Now, at 4 months postpartum, something is shifting. A couple of bad days have turned into a bad week and a half. I’m wrestling with insomnia and bad dreams. The black cloud of doomsday anxiety that cornered me as a kid seems to be taking up residence again. I feel overwhelmed by the thought of caring for Lucy for another whole day without help, which is one of the worst feelings I’ve ever had, because it’s the only thing in the world I want to be able to do. Maybe it’s just a bad week and a half, but maybe it’s deeper than that. Maybe I need help.
There’s a lot going on. I’m home alone with Lucy in a town where I don’t know anybody for 12 hours a day, her sole care provider. During her increasingly infrequent and short naps, I’m trying to start a business so I can continue to stay home with her. My hormones are jacked up from birth and, more recently, birth control. I threw my back out five days ago rocking her to sleep at 2am (because she’s so good at sleep), and then couldn’t turn my head or neck for three days. I don’t have time to heal because I spend 12 hours a day with a 15 pound jellybean on my hip.
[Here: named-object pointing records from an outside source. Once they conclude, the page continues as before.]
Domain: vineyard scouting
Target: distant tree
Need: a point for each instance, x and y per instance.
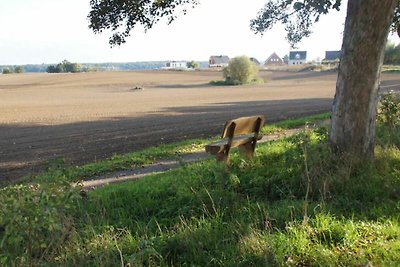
(286, 59)
(19, 69)
(64, 66)
(193, 65)
(241, 70)
(7, 71)
(53, 69)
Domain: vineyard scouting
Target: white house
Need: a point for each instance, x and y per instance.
(297, 57)
(175, 65)
(218, 61)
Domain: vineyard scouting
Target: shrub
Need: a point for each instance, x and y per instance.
(241, 70)
(389, 109)
(35, 220)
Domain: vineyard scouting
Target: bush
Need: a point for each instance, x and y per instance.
(35, 220)
(389, 110)
(241, 70)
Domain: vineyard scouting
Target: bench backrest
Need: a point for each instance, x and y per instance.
(243, 125)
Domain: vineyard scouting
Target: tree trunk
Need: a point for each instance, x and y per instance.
(354, 108)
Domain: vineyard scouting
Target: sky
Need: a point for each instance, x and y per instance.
(49, 31)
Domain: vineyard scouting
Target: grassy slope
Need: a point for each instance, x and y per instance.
(248, 213)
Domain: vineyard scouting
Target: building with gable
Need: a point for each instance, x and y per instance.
(274, 60)
(297, 57)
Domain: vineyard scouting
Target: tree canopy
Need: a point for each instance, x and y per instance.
(122, 16)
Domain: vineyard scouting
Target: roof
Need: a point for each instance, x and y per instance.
(253, 59)
(333, 55)
(274, 56)
(219, 59)
(297, 55)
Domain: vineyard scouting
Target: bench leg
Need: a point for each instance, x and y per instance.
(223, 157)
(247, 150)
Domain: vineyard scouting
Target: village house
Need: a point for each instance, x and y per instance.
(273, 60)
(332, 56)
(175, 65)
(218, 61)
(297, 57)
(255, 61)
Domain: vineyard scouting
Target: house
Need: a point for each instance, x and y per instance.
(332, 55)
(255, 61)
(218, 61)
(273, 59)
(297, 57)
(175, 65)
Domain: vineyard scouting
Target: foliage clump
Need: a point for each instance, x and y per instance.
(241, 70)
(193, 65)
(389, 109)
(6, 71)
(64, 67)
(35, 220)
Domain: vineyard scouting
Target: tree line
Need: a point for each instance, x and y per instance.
(17, 69)
(64, 67)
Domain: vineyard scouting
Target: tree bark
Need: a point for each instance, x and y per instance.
(354, 108)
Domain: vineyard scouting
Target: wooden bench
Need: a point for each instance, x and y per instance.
(241, 132)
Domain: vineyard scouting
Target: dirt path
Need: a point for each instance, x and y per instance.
(164, 165)
(91, 116)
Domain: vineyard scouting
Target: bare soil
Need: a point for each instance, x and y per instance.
(91, 116)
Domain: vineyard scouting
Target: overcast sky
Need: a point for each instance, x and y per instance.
(49, 31)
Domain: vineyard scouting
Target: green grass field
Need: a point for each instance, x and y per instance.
(295, 204)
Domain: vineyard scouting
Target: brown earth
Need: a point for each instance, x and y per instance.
(90, 116)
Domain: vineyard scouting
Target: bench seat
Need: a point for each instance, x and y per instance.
(221, 145)
(242, 133)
I think anyone would have anxiety in this situation, right?
I’m deeply wary of psychiatry, having spent more than a few years over a decade ago on a varying cocktail of pills. I’m also skeptical of new-age therapy, where you sit in a little room on a big brown couch while a woman in yoga pants with certificates in Healing Energy guides you through a visualization of your inner rainbow chakra. Neither of these things have worked for me in the past, so why should they work now? (I realize there are other options, and I’ve tried a lot of those, too.)
I need to make a plan, because maybe this will get better, but maybe it won’t. I’m not willing to sit back and roll with it, because I desperately want to be present for my life right now. I’m not sure what I need, but it’s time to start exploring.
I took a restorative yoga class this morning (and god, my back really feels a lot better now). As I was relaxing into stretches, into my body, I fought the urge to break down more than a few times. The moments that almost made me cry were the ones where the teacher came around and put a blanket over my legs because the room was cold, or a small bolster under my neck for support. They were little physical acts of human kindness and gentleness that I have not allowed myself postpartum, because I’ve given them all away.
I’ve always felt this disconnection between my body and my brain, but it’s so much more pronounced now. After an incredibly traumatic birth (have I mentioned the AWAKE SURGERY), I hated my body for not allowing me the kind of experience I’d imagined: the one where I’d revel in the unity of my body, mind (and, okay), spirit. The one that wouldn’t be held back the physical and sexual trauma it had known. The one that would Overcome Something and Produce Something and make me feel like a fucking warrior.
But what actually happened is that I had a shitty birth experience, and then I turned down the volume on myself, and turned every sensitivity, every nerve, into a way to provide for Lucy. I’ve done everything to feel good and keep it all together, but now it feels like the facade is crumbling. If I really dig deep, the truth is that I’m in pain. I’ve tried to ignore it and fight through it, but the weird, hurt, damaged child in me is starting to feel like a weird, hurt, damaged adult.
I need help, and I’m going to ask for it.